En realidad, cuando dos practicantes del Cultivo Corporal luchan, ¡se trata de quién es más despiadado, de quién está más dispuesto a arriesgar su vida!
Ye Ling y Fantasma Sombra eran ambos practicantes del Cultivo Corporal, y sus técnicas de lucha eran básicamente las mismas.
Sin embargo, Fantasma Sombra era más taimado y cruel que Ye Ling.
¡Pero Ye Ling era más directo, se enzarzaba en puro combate y luchaba a la desesperada!
Su puño destrozó directamente el cráneo de Fantasma Sombra y, hasta el momento de su muerte, el rostro de Fantasma Sombra mostró una densa expresión de incredulidad, ¡convirtiéndose en una voluta de humo verde que se disipó entre el cielo y la tierra!
Jaf, jaf.
Ye Ling, jadeando y empapado en sudor, miró su puño bañado en sangre.
No pudo evitar esbozar una sonrisa, con el corazón lleno de alegría.

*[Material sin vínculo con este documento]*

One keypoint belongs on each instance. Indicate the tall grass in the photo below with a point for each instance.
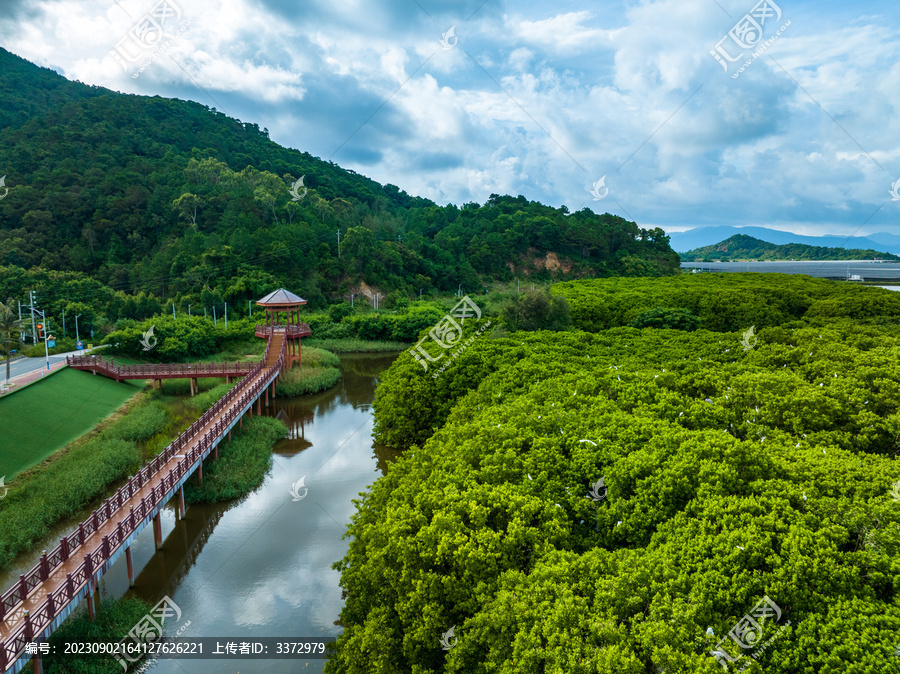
(242, 464)
(203, 401)
(67, 485)
(352, 345)
(316, 357)
(142, 423)
(305, 380)
(112, 622)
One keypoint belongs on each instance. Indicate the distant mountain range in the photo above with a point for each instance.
(741, 247)
(707, 236)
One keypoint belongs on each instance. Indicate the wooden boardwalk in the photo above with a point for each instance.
(38, 603)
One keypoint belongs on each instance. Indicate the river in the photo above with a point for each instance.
(262, 566)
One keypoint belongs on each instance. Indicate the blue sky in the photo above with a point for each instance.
(534, 98)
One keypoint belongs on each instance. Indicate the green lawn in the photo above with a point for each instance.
(46, 416)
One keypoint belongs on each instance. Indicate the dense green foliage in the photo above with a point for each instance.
(731, 474)
(741, 247)
(112, 622)
(669, 319)
(724, 302)
(242, 464)
(157, 198)
(537, 311)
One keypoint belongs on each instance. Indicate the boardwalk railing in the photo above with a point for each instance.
(108, 366)
(292, 331)
(232, 403)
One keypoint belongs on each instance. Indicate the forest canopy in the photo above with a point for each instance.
(620, 500)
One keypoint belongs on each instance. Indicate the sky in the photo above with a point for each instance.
(671, 113)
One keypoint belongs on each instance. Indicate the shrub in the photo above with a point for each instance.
(674, 319)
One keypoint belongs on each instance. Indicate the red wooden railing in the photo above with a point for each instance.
(293, 330)
(108, 366)
(231, 403)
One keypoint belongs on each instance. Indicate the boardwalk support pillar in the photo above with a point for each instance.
(91, 600)
(157, 530)
(130, 565)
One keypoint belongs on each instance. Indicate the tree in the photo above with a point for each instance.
(675, 319)
(10, 328)
(537, 311)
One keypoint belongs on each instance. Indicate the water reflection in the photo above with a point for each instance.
(262, 566)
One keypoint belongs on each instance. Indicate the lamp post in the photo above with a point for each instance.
(46, 333)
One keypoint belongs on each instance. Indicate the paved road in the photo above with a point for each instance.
(26, 365)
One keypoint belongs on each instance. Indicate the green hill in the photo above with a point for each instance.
(178, 201)
(741, 247)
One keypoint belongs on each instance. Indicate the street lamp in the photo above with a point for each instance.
(46, 333)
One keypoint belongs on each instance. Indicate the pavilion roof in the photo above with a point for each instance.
(280, 298)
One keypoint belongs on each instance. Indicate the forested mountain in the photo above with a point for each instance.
(174, 199)
(743, 247)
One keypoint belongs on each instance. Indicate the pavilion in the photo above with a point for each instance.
(287, 303)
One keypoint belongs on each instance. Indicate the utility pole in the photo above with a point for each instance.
(33, 330)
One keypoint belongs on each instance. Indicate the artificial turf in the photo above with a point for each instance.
(47, 415)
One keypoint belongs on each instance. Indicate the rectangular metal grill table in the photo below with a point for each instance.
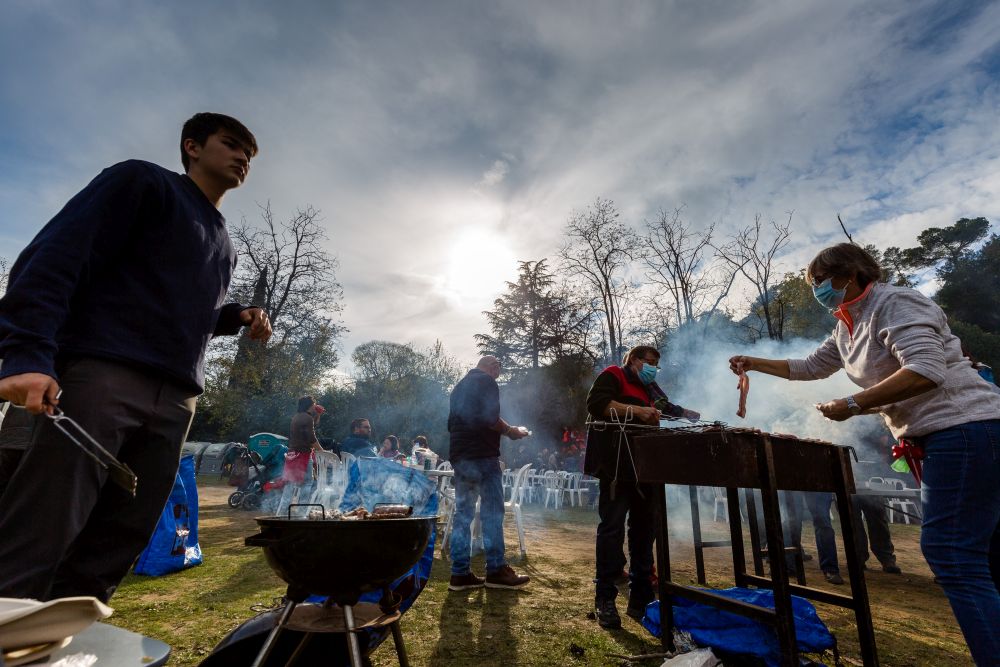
(746, 459)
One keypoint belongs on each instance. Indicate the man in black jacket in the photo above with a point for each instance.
(624, 394)
(475, 427)
(114, 303)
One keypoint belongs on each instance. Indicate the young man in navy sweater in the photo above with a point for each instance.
(114, 303)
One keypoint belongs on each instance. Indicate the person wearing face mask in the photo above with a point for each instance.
(626, 393)
(896, 345)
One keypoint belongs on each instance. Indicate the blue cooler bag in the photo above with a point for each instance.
(174, 544)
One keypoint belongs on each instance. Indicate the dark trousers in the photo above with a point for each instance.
(10, 459)
(65, 530)
(876, 516)
(640, 514)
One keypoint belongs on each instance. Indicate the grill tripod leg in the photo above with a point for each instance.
(352, 638)
(397, 640)
(265, 651)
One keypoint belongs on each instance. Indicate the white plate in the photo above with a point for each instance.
(22, 656)
(34, 623)
(12, 607)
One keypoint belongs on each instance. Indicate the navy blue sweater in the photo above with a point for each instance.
(134, 268)
(475, 409)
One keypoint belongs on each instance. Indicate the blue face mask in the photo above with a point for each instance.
(647, 374)
(827, 296)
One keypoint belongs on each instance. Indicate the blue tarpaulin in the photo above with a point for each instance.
(174, 544)
(737, 634)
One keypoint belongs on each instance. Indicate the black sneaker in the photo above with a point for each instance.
(607, 613)
(464, 582)
(637, 608)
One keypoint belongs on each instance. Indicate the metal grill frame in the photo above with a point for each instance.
(713, 455)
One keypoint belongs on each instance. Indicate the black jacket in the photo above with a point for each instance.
(603, 459)
(475, 409)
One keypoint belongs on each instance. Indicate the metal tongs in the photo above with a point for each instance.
(118, 472)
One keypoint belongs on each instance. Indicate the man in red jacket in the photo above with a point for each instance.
(626, 394)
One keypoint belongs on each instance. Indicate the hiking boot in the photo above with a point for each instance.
(607, 613)
(637, 606)
(464, 582)
(506, 577)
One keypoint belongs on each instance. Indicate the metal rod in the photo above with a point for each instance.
(776, 547)
(859, 589)
(699, 546)
(663, 570)
(736, 534)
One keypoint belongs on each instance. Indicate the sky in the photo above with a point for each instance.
(445, 141)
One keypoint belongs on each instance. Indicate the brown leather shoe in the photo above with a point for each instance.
(464, 582)
(505, 577)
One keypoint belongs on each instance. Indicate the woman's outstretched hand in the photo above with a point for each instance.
(740, 359)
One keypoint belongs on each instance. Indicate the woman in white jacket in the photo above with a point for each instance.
(895, 344)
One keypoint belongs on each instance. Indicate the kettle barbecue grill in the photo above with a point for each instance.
(340, 559)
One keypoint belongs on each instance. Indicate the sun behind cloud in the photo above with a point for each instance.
(478, 263)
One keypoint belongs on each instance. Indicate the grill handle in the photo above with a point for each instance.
(260, 540)
(306, 505)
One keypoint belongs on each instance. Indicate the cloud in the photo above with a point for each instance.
(495, 174)
(404, 125)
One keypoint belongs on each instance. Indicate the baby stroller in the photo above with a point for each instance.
(250, 475)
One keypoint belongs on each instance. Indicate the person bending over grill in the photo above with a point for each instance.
(895, 344)
(475, 427)
(302, 442)
(625, 393)
(359, 443)
(114, 302)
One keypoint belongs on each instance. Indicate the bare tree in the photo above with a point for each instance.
(753, 252)
(285, 269)
(598, 252)
(675, 258)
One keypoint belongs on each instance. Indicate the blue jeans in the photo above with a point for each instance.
(477, 479)
(960, 537)
(826, 538)
(639, 513)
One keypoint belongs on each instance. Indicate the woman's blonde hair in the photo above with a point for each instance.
(842, 261)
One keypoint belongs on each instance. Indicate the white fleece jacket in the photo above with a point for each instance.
(898, 327)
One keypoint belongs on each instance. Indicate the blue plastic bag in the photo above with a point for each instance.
(733, 633)
(378, 480)
(174, 544)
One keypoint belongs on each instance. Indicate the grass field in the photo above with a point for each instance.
(194, 609)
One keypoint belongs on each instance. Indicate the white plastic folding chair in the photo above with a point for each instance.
(721, 509)
(574, 488)
(554, 484)
(329, 480)
(514, 505)
(904, 506)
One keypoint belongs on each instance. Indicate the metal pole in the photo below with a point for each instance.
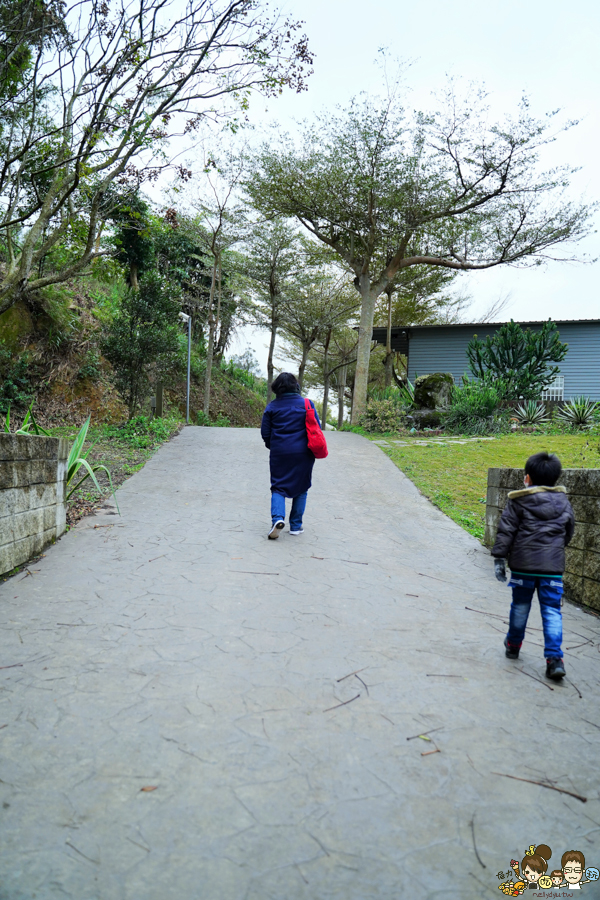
(187, 404)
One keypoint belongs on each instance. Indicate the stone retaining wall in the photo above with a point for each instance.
(582, 575)
(32, 495)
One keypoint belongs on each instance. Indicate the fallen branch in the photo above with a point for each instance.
(345, 703)
(541, 784)
(472, 823)
(343, 678)
(363, 684)
(244, 572)
(422, 733)
(523, 672)
(484, 613)
(590, 723)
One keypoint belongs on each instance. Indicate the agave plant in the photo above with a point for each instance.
(578, 412)
(77, 461)
(531, 412)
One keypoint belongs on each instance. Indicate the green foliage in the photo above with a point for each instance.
(579, 412)
(531, 412)
(15, 385)
(381, 416)
(142, 432)
(77, 460)
(517, 361)
(143, 333)
(90, 365)
(474, 409)
(29, 424)
(245, 375)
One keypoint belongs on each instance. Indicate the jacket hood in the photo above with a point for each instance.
(542, 502)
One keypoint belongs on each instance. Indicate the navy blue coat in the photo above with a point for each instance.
(283, 430)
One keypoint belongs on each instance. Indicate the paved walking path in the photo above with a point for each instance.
(176, 648)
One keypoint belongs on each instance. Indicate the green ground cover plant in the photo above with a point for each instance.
(123, 450)
(454, 476)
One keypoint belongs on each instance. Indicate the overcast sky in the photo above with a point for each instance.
(547, 50)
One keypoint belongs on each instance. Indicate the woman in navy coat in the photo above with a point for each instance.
(283, 430)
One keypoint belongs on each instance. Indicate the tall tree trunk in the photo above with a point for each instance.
(271, 352)
(341, 394)
(305, 352)
(389, 361)
(363, 351)
(326, 377)
(211, 340)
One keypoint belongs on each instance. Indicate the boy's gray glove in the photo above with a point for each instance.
(500, 569)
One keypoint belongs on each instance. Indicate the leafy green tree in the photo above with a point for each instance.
(387, 191)
(518, 362)
(275, 258)
(142, 334)
(97, 105)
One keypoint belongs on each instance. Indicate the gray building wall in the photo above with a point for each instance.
(443, 348)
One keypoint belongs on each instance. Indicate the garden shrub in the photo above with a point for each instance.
(475, 409)
(381, 416)
(15, 386)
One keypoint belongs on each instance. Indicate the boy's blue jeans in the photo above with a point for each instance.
(298, 507)
(550, 590)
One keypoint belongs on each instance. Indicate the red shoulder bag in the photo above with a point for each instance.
(316, 439)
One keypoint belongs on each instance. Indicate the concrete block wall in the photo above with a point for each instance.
(582, 574)
(32, 495)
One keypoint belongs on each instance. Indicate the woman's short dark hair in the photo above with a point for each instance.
(285, 383)
(543, 468)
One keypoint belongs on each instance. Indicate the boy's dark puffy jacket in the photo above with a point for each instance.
(535, 527)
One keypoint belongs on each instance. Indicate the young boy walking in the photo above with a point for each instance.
(535, 527)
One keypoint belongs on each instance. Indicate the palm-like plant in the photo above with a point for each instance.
(76, 461)
(578, 412)
(29, 425)
(531, 412)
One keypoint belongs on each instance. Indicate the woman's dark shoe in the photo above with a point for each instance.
(555, 669)
(274, 532)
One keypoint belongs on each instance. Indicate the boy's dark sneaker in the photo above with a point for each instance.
(555, 669)
(276, 529)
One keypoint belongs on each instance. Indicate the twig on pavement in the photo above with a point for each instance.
(472, 824)
(343, 678)
(422, 733)
(541, 784)
(550, 688)
(345, 703)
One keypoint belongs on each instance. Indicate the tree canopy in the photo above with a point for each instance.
(92, 97)
(387, 190)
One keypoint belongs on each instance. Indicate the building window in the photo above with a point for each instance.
(556, 390)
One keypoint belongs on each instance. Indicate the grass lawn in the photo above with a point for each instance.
(454, 476)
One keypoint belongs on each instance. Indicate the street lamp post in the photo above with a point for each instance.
(185, 318)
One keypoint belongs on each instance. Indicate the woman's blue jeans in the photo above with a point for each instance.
(298, 507)
(550, 592)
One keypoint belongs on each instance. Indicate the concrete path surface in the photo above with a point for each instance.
(190, 711)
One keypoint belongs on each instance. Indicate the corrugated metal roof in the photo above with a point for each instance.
(499, 324)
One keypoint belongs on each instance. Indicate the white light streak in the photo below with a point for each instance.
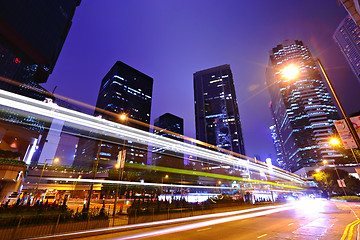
(119, 131)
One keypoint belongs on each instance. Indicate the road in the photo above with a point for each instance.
(308, 220)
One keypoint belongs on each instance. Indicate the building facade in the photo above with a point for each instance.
(353, 8)
(216, 110)
(166, 125)
(347, 36)
(302, 108)
(124, 90)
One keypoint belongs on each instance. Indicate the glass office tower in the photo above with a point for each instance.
(123, 90)
(347, 36)
(171, 126)
(216, 109)
(302, 108)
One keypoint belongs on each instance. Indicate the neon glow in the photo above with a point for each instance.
(114, 130)
(173, 221)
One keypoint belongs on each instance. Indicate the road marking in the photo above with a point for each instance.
(262, 236)
(204, 229)
(351, 226)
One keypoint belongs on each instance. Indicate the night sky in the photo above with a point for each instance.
(170, 40)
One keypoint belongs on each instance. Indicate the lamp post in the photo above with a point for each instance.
(117, 166)
(334, 142)
(162, 182)
(55, 160)
(120, 165)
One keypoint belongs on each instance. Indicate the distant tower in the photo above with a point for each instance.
(32, 34)
(216, 109)
(302, 108)
(160, 156)
(347, 36)
(353, 8)
(123, 90)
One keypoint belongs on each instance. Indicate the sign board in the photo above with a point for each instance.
(357, 169)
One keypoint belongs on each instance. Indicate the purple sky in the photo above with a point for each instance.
(170, 40)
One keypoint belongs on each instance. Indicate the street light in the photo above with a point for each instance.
(123, 116)
(117, 166)
(162, 182)
(55, 160)
(290, 72)
(336, 142)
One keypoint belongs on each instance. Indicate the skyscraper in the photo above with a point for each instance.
(353, 8)
(32, 34)
(216, 109)
(302, 108)
(165, 158)
(123, 90)
(347, 36)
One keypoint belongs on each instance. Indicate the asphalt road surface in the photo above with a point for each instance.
(310, 219)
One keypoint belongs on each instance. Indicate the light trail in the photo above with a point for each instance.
(159, 223)
(147, 184)
(82, 121)
(203, 224)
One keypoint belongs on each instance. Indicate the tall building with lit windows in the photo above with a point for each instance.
(302, 108)
(123, 90)
(170, 126)
(347, 36)
(216, 109)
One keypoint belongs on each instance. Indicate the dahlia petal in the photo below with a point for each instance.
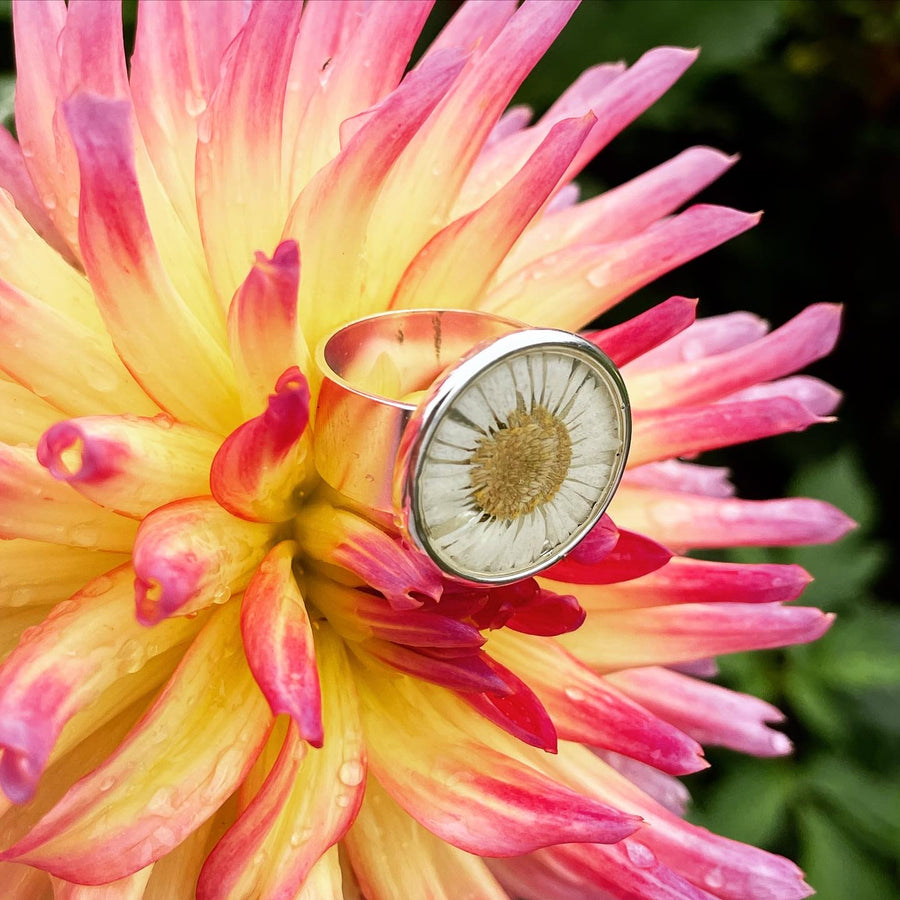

Realmente había acabado con Fantasma Sombra. A través de esta batalla, su puño, su fuerza y su físico habían experimentado un cambio cualitativo.
«¡Felicitaciones, joven maestro, por completar esta prueba!».
La voz del Árbol del Camino Celestial resonó de repente en la mente de Ye Ling.
Al instante siguiente, la conciencia de Ye Ling regresó a la Pagoda Vidriada, movió ligeramente el cuerpo y murmuró: —¡Es hora de salir!
En el mismo segundo en que Ye Ling salió de la Pagoda Vidriada, se oyó un fuerte estruendo cuando la pagoda se derrumbó con un estrépito colosal.
Al ver esta escena, el corazón de Ye Ling pareció ser atenazado por algo, ¡causándole un dolor indescriptible!
En ese momento, apretó el puño con tanta fuerza que emitió un crujido, mientras decía en voz baja: —Maestro, en cuanto me haga más fuerte, ¡te juro que te vengaré!
Antes de que Ye Ling pudiera seguir pensando, una voz llena de burla resonó de repente junto a su oído: —¿Chico, has salido tan pronto? ¿Ya has decidido cómo quieres morir?
Al mirar en la dirección de la voz, ¡quien hablaba no era otro que el Dragón Tortuga!
Aunque estaba atado con cuerdas, ¡eso no afectaba en lo más mínimo a su salvajismo!
Sin siquiera levantar los párpados, Ye Ling se limitó a decir: —Dragón Tortuga, desataré tus cuerdas, y los rencores entre tú y mi maestro terminarán aquí. ¿Te parece bien?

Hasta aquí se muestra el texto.